Today we’re going to try out some of the open-weights models that are available on Hugging Face.
Objectives:
- I’ve used a high-level API to run a neural network model.
- I’ve generated an array of class probabilities.
- I’ve computed the similarity between two embeddings and compared that with another pairwise similarity.
Background
Hugging Face is a company that provides a platform for sharing and using pre-trained models. They provide:
- A model hub where you can find and download models.
- A hosting service called Spaces where people can share their models.

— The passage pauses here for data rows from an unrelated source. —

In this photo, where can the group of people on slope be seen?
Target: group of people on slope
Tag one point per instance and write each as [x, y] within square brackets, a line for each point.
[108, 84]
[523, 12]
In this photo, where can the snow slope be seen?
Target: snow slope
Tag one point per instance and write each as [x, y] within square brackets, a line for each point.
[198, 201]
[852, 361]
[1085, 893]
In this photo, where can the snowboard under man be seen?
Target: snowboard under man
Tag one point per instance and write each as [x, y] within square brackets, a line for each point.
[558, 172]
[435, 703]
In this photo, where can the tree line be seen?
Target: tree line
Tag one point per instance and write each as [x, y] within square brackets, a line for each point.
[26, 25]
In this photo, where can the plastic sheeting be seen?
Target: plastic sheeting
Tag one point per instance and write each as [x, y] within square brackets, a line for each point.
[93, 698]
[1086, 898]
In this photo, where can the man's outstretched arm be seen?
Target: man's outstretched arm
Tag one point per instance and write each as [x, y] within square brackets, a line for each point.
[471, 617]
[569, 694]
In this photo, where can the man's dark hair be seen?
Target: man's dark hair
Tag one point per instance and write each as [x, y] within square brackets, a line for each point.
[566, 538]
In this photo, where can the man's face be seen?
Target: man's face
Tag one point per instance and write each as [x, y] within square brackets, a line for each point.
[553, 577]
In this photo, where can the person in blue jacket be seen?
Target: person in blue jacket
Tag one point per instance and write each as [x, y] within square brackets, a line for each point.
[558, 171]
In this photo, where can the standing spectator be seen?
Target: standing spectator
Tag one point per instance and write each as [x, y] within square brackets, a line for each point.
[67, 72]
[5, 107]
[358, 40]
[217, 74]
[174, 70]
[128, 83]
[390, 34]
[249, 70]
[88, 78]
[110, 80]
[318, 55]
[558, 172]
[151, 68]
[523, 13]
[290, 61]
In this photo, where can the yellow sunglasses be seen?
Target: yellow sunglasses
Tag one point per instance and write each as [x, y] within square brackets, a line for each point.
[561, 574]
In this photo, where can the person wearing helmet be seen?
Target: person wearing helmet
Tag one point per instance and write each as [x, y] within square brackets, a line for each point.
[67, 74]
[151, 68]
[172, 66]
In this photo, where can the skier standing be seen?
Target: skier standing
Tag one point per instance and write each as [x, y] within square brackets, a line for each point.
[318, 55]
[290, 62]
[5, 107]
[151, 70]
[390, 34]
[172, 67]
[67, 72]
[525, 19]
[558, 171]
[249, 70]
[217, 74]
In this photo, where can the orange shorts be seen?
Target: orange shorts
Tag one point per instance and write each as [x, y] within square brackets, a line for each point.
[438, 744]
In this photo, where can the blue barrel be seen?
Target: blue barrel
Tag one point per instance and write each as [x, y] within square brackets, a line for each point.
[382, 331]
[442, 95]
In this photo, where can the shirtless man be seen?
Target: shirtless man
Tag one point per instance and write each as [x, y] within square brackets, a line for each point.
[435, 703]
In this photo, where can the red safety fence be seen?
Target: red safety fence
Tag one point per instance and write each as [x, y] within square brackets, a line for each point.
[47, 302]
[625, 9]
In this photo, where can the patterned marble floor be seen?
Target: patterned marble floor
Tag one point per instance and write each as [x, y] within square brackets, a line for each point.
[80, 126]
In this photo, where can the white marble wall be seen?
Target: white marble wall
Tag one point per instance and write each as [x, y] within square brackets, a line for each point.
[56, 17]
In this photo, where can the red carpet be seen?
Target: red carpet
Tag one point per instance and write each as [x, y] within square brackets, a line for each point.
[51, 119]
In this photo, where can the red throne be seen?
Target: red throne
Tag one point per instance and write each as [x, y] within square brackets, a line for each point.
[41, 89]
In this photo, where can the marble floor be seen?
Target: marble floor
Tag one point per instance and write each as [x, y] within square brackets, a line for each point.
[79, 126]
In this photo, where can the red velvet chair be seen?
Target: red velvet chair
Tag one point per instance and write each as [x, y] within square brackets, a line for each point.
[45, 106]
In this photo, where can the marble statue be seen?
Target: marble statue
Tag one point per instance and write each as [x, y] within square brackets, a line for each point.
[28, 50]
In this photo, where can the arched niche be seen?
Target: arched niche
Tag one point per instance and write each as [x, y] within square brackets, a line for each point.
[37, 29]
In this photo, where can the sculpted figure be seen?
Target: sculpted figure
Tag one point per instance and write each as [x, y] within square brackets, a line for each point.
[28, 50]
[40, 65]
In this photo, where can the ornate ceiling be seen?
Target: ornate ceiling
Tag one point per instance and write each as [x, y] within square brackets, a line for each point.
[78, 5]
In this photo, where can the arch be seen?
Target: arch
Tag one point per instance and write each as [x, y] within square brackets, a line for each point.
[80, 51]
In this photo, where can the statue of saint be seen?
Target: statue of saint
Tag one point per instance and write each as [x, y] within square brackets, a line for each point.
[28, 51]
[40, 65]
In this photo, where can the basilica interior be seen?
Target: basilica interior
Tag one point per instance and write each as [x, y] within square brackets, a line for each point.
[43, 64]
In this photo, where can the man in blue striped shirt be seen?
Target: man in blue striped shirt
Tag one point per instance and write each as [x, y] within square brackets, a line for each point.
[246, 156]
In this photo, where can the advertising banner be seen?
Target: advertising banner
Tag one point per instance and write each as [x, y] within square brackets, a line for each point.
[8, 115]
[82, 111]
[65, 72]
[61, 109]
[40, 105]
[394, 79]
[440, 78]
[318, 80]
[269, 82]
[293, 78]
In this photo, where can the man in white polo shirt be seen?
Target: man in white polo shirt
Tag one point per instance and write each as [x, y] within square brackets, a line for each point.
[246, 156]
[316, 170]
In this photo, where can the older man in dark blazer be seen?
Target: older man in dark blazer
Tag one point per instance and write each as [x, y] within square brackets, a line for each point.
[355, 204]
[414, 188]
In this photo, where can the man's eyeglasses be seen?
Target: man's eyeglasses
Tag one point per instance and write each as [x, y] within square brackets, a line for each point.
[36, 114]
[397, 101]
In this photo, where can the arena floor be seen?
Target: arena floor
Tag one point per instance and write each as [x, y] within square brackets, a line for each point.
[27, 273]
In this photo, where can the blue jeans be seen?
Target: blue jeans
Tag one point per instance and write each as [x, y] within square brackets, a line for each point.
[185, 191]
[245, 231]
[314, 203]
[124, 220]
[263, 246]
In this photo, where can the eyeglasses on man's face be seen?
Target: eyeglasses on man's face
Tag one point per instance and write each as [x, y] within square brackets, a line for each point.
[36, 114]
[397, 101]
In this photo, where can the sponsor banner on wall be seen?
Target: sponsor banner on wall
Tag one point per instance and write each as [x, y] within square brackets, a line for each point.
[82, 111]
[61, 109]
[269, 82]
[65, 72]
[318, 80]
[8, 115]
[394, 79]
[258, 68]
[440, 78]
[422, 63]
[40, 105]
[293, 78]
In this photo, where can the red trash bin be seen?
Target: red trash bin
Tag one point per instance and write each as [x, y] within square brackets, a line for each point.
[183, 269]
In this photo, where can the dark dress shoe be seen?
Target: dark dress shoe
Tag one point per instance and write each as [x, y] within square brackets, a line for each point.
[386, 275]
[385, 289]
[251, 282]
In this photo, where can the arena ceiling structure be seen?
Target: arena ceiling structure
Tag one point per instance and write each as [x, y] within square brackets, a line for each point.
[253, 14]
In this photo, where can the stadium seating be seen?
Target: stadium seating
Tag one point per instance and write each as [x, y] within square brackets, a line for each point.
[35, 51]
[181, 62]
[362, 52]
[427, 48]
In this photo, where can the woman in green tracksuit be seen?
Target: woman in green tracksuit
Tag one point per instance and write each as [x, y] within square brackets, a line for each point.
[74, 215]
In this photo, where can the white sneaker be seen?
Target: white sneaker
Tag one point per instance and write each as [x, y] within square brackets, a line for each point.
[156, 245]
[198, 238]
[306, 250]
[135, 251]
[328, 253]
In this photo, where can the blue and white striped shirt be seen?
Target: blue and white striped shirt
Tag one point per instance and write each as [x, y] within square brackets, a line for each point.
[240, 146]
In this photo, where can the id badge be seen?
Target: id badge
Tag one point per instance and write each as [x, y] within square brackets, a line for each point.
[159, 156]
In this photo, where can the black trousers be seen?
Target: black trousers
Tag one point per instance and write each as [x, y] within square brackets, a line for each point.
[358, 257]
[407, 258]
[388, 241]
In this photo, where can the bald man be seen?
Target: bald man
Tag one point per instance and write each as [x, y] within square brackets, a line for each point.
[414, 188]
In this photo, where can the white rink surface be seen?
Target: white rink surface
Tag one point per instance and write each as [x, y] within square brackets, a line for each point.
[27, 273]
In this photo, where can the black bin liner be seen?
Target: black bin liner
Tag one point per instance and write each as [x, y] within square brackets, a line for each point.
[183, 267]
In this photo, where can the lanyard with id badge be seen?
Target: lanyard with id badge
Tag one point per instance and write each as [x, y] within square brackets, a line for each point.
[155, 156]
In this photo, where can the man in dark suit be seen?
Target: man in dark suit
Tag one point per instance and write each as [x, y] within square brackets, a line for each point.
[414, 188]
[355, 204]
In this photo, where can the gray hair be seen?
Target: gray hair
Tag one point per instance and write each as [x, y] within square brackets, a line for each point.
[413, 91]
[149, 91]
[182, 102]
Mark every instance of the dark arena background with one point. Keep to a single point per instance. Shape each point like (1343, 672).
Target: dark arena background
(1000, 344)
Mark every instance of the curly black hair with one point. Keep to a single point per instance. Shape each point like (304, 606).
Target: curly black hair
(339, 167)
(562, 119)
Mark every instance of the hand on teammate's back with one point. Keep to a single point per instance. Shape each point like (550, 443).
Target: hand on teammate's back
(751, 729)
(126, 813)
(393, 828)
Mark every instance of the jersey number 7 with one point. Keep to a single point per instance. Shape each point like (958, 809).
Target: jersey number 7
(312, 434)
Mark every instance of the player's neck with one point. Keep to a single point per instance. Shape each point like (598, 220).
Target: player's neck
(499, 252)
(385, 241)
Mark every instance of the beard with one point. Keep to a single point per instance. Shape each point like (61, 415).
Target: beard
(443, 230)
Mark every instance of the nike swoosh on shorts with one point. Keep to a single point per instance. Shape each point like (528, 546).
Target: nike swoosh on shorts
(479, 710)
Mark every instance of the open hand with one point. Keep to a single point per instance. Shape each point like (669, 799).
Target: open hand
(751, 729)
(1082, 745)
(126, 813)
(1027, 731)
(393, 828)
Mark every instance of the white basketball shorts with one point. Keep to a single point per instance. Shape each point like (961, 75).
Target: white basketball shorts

- Python libraries for working with models, including:
transformersfor working with models.datasetsfor working with datasets.
Explore
Let’s start by playing with a few Spaces, then we’ll try out some models.
Spaces
Go to the Spaces page. Try out two or three different Spaces:
- One that’s highlighted or trending
- One that is designed for a task that you might be interested in exploring for a project
- One that is designed for a task that you’re not familiar with
A few that I tried out in February 2025:
- RL
- Sound / Music
- Images
- Agents
- Travel Planning Agent - a Hugging Face Space by acidtib (from an index at smolagents and tools gallery - a Hugging Face Space by davidberenstein1957 – see the “execution logs” in the chat results)
Embedding Models
- Explore Sentence Embeddings
(name:
u08s1-sentence-embeddings.ipynb; show preview, open in Colab) (this one needs Colab; Kaggle doesn’t seem to support the tensorboard viewer that this uses.). Try computing the embeddings for some sentences that you create by hand, and then computing the cosine similarity between them. What do you find? Are similar sentences closer together in the embedding space? - Try the SigLIP demo that embeds images and text together. Try computing the dot products between a few texts that you write by hand. Does the dot product reflect the similarity of the texts? Repeat with images. What do you find? (This one definitely needs Colab.)